The leader of the Liberal Party of Canada, known for his good looks and social skills, has already promised to bring numerous changes to his country, including a more open and dialogue-centered foreign policy than former Conservative Prime Minister Stephen Harper.
Under the Conservatives, Canada developed a very strong anti-Russian rhetoric that especially intensified amid the Ukrainian crisis. Canada became one of the first Western countries to introduce harsh anti-Russian sanctions and started blacklisting Russian politicians and renowned businessmen that the Canadian government accused of meddling in Ukraine’s affairs.
The backbone of Harper’s political support came from the two Prairie-provinces of Alberta and Saskatchewan, which traditionally had a strong Ukrainian presence. There is no doubt that economically powerful Ukrainian diaspora in the Prairies had impact on Canadian foreign policy under the Harper government.

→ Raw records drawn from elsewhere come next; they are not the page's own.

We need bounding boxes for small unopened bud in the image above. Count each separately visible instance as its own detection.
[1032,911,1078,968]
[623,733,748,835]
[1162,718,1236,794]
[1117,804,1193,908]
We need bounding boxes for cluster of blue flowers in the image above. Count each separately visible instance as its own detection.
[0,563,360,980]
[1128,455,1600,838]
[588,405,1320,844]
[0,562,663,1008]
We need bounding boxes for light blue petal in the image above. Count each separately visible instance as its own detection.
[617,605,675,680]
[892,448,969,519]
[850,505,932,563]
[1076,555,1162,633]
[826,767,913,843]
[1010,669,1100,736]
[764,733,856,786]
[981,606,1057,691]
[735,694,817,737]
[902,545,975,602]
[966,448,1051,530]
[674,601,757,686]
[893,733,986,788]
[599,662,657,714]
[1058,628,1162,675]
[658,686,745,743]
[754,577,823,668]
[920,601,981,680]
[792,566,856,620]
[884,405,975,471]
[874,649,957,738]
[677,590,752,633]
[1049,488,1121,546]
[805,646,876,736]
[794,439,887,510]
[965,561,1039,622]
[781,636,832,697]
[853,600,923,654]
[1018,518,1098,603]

This will likely change with Trudeau, who received most of his support from the Atlantic Provinces, big cities in Central Canada, the Greater Vancouver Area and all three Northern Territories. In other words, Trudeau will be less concerned about pleasing voters in Alberta and Saskatchewan, where his Party won only five electoral districts (ridings) across the two provinces while the Liberals received a total of 184 seats nationally.
During his election campaign, Trudeau promised to establish a dialogue with Iran following the successful nuclear deal. It’s worth noting that the Conservatives cut diplomatic ties with the Islamic Republic in 2012 by closing down the Canadian embassy in Tehran. Now considering that Russia and Iran have warm relations and common political interests, Trudeau would have to speak with Moscow if he plans to thaw relations with Tehran.

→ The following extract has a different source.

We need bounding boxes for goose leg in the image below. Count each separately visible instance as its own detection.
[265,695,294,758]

Trudeau’s willingness to focus on a dialogue and emphasize the concept of “soft” power, the idea that Canada was always known for in the past before Harper’s Conservatives took over Ottawa in 2006, opens a new chapter in Canadian foreign policy.

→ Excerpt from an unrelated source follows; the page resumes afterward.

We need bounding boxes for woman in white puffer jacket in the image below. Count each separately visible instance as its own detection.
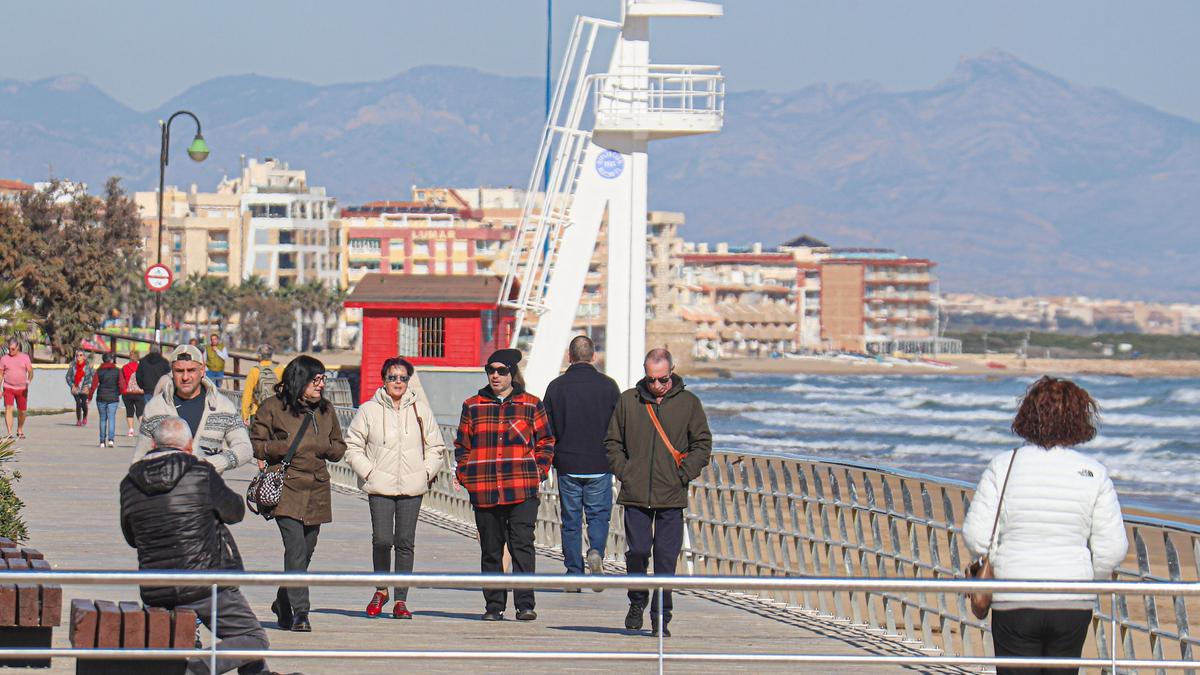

One shouldn’t forget that Trudeau’s own father, Pierre-Elliot Trudeau, the former Prime Minister of Canada, was one of the first Western leaders to recognize the People’s Republic of China in 1970. Furthermore, Trudeau the father worked to develop better relations with the Soviet Union even after Moscow’s involvement in Afghanistan when other Western countries, especially the United States under the presidency of Ronald Reagan, viewed the Soviet Union as “the Evil Empire.” Pierre Trudeau believed that the Soviet Union deserved the right to be heard and urged the two super powers to find a political compromise to make the world a safer place for everyone. Finally, let’s not forget the elder Trudeau’s lifelong friendship with former Cuban leader Fidel Castro. The two leaders were so close that Castro was one of Pierre Trudeau’s pallbearers at his funeral in 2000.
Justin is the oldest son of Pierre Trudeau and the father and son spent a lot of time together when the new Prime Minister was growing up. A lot of his social and political views were firmly shaped by his father's beliefs. Therefore, knowing the bold, independent and reformist nature of his father's politics, one can expect similar action from the new Prime Minister, including a hope for warmer relations between Canada and Russia.